LIRAIZO 「LIBERI / PARAIZO」

2017.09.01
修羅場をかいくぐり、地獄のような熾烈なるシチュエーションを経ながら、今まさにLIRAIZOがたどりつこうとしている境地には何があるのだろうか。
今年は修業巡礼・地獄巡りの名のもと、[八大地獄]を遂行中の彼らが、このたびは“その5・大叫喚地獄”としてアルバム『LIBERI』と『PARAIZO』を2枚同時にリリースすることとあいなった。
11月18日には[八大地獄]の最後を締めくくる高田馬場AERAにての3周年ワンマンも控えている中、LIRAIZOの面々はかく語りき。

取材・文:杉江由紀
『ただ普通にアルバムを出すだけではちょっと面白くないかな、と思ったんですよ』(キリ)

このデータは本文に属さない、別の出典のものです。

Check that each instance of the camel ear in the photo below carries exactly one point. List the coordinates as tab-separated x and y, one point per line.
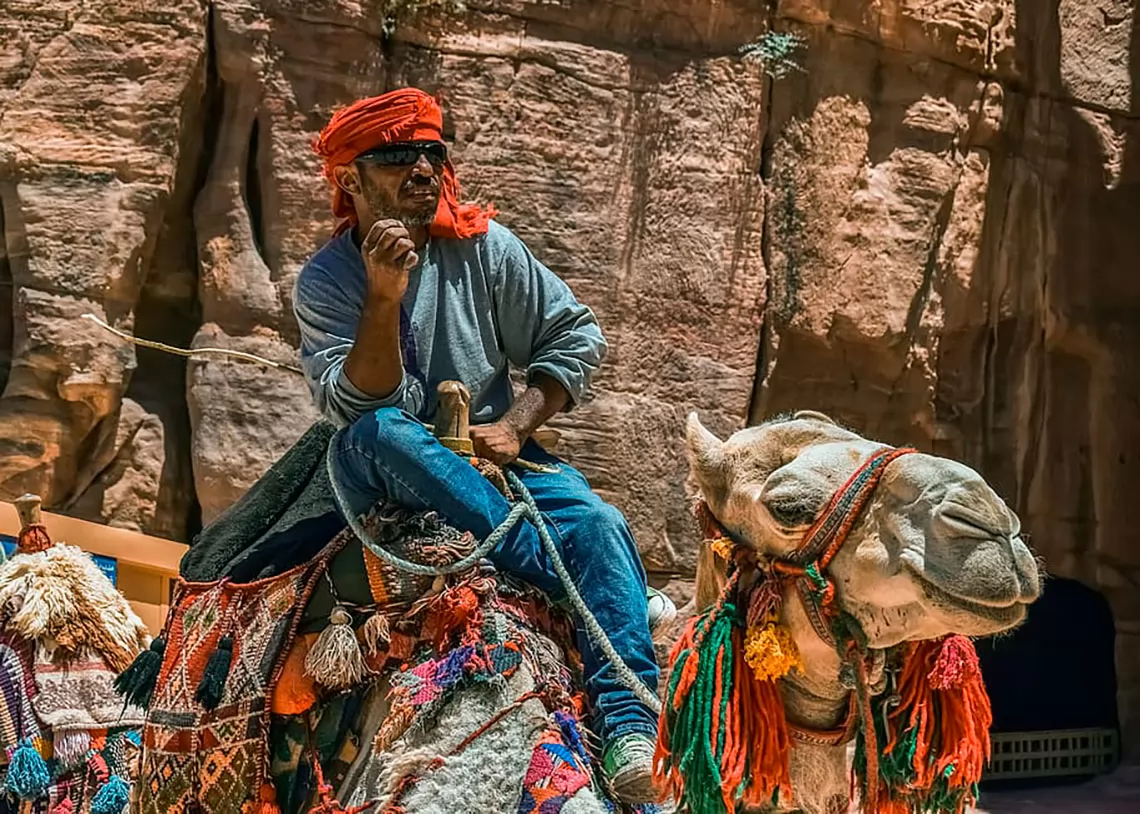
706	460
812	415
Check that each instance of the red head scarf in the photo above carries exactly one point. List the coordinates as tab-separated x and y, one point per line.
402	115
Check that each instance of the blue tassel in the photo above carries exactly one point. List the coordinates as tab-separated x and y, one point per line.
27	772
112	797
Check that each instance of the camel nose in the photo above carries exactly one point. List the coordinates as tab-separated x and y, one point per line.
971	509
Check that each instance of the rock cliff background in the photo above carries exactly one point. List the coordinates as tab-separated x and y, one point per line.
927	226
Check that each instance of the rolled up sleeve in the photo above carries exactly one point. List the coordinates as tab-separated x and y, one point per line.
327	317
543	326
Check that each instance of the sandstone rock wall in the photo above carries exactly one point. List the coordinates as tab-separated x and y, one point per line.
928	230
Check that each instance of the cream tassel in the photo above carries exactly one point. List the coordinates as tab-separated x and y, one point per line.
335	660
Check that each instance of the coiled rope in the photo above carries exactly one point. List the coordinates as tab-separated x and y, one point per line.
524	507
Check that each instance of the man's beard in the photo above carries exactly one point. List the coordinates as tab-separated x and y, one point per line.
383	205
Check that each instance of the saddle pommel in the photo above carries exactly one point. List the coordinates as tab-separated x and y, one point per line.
453	417
27	509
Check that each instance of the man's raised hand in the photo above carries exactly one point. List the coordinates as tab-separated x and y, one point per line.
389	253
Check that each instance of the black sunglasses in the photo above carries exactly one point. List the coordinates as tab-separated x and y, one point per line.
407	153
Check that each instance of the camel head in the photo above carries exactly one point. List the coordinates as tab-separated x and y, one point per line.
934	552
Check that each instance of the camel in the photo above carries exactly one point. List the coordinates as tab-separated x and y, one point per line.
934	552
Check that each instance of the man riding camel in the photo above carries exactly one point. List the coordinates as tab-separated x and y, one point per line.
415	290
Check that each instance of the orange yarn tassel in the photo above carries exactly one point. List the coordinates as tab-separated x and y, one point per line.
764	740
937	737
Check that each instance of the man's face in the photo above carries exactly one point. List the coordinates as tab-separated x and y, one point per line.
402	181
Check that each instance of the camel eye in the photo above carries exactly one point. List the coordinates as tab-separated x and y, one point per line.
792	514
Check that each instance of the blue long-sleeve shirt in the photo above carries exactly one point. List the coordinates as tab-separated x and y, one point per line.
472	308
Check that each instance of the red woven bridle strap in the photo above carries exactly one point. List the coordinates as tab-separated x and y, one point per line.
829	532
808	563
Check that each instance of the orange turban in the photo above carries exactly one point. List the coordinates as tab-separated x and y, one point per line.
402	115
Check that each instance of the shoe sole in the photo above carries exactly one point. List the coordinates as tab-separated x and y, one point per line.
635	790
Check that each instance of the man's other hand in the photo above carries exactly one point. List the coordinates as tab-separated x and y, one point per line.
498	442
389	253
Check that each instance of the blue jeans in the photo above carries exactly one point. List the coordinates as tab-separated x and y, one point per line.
388	454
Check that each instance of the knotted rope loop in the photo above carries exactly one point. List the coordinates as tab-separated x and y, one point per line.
524	507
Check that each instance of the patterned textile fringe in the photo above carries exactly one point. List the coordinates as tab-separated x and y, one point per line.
936	740
723	735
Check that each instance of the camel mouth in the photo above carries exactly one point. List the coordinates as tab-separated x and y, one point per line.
1003	615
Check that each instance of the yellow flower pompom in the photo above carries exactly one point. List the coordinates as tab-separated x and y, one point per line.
723	546
771	651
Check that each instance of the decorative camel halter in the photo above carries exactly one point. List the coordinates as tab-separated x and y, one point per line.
724	735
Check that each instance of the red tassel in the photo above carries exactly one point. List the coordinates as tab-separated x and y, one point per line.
266	802
944	698
966	713
33	538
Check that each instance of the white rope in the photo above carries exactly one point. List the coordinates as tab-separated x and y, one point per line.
194	352
524	507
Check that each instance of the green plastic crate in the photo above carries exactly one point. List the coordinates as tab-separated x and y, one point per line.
1052	754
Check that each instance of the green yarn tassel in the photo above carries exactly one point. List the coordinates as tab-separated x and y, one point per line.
213	681
896	770
112	797
691	725
27	772
138	681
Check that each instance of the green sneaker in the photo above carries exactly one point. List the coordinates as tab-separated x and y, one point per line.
628	766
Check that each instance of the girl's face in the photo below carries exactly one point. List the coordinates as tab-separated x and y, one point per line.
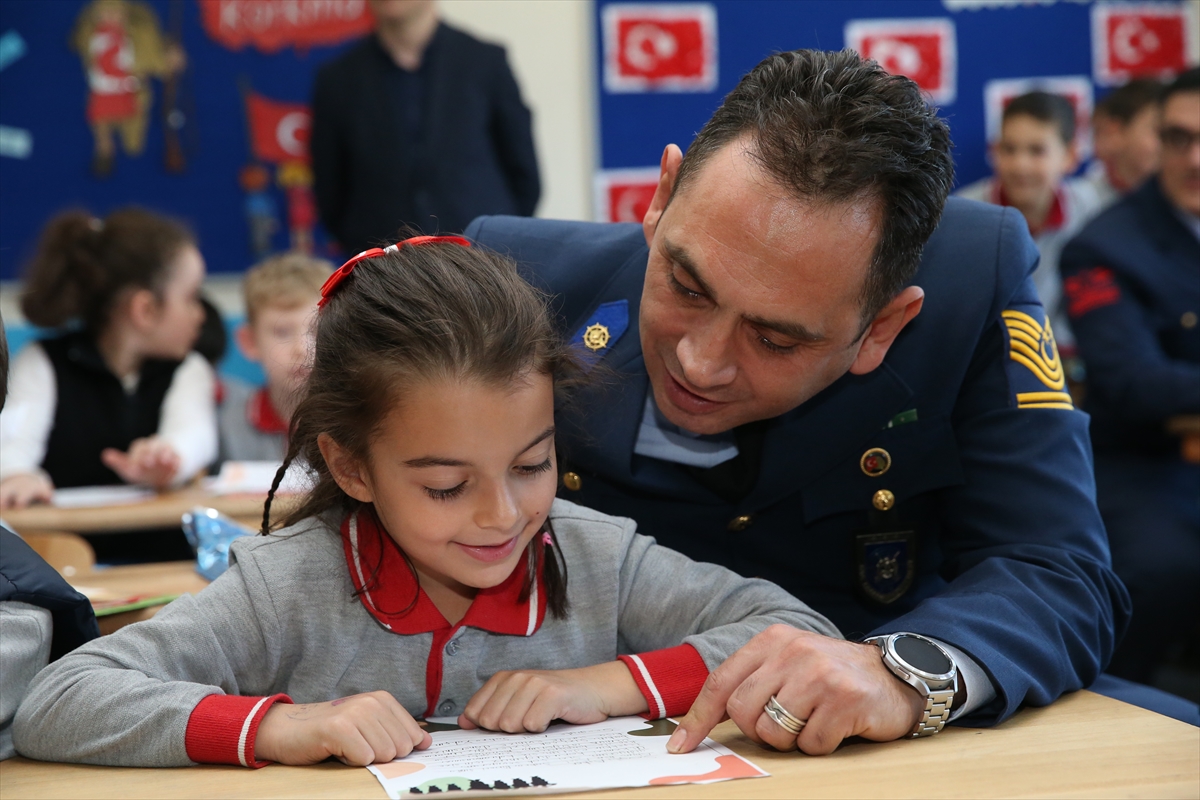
462	476
179	313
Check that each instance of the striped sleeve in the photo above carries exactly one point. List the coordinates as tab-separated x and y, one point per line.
670	679
222	728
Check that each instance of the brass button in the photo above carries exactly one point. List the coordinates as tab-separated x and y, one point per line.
875	462
741	523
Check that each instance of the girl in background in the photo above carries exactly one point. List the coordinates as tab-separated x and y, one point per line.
426	571
120	397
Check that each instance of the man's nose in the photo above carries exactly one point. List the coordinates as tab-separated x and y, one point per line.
706	356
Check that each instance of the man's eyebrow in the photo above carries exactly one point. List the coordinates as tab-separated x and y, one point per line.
791	330
438	461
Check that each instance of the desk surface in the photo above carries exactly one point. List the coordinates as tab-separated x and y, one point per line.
1083	746
162	511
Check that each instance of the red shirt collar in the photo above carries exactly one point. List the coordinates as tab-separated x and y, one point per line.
1055	217
261	413
375	560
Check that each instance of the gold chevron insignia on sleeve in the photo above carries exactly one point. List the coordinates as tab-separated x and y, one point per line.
1044	400
1032	346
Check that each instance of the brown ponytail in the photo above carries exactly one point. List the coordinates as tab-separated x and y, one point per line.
84	263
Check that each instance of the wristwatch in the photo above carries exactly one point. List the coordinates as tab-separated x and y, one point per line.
925	666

――今年は修業巡礼・地獄巡りの名のもと、[八大地獄]を遂行中となるLIRAIZOですが、このたびは“その5・大叫喚地獄”としてアルバム『LIBERI』と『PARAIZO』が2枚同時のリリースとなるそうですね。 キリ:今年の[八大地獄]をやっていくうえでは、ただ普通にアルバムを出すだけではちよっと面白くないかなと思ったんですよ。それと、去年はマンスリーで12回のライヴをやったのと同時に、毎月会場限定でシングルを1枚出すということもやって来ていたので、そこで作ってきた12曲や、それとは別に流通を通して出したシングルも2枚あったので、その曲たちも含めて今回の2枚のアルバムに関しては、それらを総括するようなベスト盤的なものとして僕ら自身は考えているところがあるんです。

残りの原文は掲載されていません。